Several points:
* Some of your test cases seem to be parsing from or serializing to files. This may be measuring file I/O performance more than it is measuring the respective serialization libraries. Even though you are using clock() to measure time, simply setting up file I/O operations involves syscalls and copying that could take some CPU time to execute. Try parsing from and serializing to in-memory buffers instead. For protocol buffers you should use ParseFromArray() and SerializeToArray() for maximum performance -- not sure if boost has equivalents.
* Your test generates different random data for the boost test vs. the protobuf test. For an accurate comparison, you really should use identical data.

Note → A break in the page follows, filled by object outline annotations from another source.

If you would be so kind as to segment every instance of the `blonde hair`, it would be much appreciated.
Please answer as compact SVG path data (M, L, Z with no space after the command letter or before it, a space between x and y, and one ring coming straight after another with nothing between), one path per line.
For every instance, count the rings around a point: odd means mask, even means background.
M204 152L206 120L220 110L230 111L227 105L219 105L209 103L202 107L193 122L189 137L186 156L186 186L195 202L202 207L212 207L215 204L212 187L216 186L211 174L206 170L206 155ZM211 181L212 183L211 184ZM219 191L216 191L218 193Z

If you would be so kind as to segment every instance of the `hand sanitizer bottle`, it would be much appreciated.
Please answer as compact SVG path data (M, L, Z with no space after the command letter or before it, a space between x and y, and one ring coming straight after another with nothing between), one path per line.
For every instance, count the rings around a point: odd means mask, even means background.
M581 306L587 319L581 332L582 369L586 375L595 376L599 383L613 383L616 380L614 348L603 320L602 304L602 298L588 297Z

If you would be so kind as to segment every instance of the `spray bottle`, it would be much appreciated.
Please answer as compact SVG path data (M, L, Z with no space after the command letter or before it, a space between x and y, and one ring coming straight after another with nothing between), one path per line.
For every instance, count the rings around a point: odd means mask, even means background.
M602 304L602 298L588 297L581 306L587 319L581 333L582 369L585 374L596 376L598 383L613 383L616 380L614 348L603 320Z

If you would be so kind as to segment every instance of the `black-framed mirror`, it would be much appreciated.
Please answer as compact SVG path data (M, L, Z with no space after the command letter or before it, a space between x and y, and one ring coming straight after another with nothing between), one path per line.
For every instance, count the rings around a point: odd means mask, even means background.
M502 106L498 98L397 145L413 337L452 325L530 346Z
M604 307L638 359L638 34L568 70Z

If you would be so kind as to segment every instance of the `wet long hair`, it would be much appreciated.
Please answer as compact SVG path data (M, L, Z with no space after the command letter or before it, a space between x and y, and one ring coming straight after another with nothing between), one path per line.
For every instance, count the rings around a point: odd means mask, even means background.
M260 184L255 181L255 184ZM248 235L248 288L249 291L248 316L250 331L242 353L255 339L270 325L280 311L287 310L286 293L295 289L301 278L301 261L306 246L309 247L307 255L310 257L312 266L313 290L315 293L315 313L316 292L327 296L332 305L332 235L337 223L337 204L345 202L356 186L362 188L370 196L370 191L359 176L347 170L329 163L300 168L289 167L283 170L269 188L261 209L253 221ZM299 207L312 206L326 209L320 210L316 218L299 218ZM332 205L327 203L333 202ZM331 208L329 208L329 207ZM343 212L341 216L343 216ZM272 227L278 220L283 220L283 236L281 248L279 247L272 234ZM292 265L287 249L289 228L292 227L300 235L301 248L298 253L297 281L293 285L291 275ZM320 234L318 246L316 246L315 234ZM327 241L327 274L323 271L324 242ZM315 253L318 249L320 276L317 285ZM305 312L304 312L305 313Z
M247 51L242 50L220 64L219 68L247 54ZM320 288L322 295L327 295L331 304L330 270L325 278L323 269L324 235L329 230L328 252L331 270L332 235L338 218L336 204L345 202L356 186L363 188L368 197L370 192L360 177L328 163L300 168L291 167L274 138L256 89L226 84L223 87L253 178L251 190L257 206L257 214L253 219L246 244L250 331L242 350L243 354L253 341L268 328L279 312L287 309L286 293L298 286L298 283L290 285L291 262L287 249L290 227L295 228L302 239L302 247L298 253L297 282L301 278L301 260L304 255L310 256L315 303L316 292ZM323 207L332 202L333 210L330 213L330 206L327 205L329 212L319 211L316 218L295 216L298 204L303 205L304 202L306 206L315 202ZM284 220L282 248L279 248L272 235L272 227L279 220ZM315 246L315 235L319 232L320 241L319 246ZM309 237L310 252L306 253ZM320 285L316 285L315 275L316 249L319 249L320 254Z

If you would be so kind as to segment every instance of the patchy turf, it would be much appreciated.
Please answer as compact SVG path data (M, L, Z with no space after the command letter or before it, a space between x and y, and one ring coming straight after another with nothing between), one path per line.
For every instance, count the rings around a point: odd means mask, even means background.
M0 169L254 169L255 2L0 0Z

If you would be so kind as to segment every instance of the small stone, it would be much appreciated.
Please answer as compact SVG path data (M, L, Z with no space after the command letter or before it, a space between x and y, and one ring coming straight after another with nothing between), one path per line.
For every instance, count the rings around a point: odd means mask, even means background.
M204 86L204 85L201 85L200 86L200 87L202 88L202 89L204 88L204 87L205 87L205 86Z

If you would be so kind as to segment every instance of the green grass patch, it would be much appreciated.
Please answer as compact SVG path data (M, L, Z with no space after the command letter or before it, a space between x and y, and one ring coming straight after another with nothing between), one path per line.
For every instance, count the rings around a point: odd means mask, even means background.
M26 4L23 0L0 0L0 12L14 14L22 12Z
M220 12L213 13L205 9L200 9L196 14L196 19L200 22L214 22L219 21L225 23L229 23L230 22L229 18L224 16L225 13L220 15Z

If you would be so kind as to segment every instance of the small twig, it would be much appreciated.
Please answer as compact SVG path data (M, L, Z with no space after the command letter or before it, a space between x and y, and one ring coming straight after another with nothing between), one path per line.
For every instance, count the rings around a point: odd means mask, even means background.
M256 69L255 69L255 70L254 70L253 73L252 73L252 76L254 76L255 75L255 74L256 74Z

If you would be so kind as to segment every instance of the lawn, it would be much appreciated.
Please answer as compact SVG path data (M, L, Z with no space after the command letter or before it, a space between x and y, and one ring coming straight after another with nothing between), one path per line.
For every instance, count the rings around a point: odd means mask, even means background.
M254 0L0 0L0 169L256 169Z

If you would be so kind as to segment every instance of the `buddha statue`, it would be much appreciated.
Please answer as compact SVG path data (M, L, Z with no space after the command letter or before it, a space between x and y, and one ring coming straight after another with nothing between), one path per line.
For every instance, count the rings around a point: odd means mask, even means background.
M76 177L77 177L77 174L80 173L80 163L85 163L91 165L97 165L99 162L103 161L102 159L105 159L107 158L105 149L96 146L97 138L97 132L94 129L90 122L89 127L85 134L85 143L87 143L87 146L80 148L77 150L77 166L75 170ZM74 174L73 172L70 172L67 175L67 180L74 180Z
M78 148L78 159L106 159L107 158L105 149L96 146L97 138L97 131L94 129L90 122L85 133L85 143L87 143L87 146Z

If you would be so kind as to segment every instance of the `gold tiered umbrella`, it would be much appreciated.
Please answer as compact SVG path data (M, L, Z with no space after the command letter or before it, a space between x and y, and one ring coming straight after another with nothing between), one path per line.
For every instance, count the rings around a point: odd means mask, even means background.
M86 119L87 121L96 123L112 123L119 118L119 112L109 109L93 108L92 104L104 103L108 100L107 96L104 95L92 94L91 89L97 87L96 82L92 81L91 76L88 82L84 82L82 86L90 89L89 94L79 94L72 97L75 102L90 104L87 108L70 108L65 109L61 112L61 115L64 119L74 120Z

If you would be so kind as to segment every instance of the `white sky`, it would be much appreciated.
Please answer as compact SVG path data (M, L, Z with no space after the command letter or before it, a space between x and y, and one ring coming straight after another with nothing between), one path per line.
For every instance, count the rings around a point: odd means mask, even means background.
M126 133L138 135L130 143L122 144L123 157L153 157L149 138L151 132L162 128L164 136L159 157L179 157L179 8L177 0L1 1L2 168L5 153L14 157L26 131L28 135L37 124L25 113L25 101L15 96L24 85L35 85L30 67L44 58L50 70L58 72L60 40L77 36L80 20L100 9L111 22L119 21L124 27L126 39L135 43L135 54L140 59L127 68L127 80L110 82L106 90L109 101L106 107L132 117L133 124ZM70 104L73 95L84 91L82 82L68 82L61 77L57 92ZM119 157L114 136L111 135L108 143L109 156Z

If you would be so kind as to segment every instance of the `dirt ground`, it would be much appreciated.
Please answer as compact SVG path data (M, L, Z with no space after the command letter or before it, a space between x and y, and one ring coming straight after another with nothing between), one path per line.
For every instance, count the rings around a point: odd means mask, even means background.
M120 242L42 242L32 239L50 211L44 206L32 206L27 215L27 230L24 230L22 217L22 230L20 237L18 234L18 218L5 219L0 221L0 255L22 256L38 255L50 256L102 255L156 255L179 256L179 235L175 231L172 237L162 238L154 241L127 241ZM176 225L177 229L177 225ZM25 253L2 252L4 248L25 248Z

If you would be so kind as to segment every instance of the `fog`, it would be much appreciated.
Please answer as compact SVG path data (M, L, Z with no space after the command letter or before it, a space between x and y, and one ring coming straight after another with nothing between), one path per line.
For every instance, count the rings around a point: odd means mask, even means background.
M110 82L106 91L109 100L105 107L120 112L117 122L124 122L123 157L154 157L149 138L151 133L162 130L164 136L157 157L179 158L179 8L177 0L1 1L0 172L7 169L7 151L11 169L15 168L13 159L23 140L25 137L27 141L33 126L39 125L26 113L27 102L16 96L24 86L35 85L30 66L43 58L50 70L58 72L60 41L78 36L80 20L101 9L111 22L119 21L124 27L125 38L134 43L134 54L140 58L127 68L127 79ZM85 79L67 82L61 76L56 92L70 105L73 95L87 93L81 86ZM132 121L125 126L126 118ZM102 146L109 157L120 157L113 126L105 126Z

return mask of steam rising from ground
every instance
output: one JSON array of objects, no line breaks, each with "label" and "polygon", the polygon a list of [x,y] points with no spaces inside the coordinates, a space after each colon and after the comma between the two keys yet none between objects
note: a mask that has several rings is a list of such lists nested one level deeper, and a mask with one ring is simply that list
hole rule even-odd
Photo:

* Finally, your test isn't a very interesting test case for protocol buffers. Parsing and serializing a lot of strings is going to be dominated by the performance of memcpy(). You might notice that the actual serialization step in your program takes much less time than even just populating the message object. It might be more interesting to try serializing a message involving many different fields of different types.
I think the reason parsing ends up being much slower than serialization for you is because it spends most of the time in malloc(), allocating strings. There are a few things you can do about this:
1) Reuse the same message object every time you parse. It will then reuse the same memory instead of allocating new memory.
2) Make sure you are not using a reference-counting string implementation. They are, ironically, very slow, due to the need for atomic operations.
3) Use Google's tcmalloc in place of your system's malloc. It is probably a lot faster.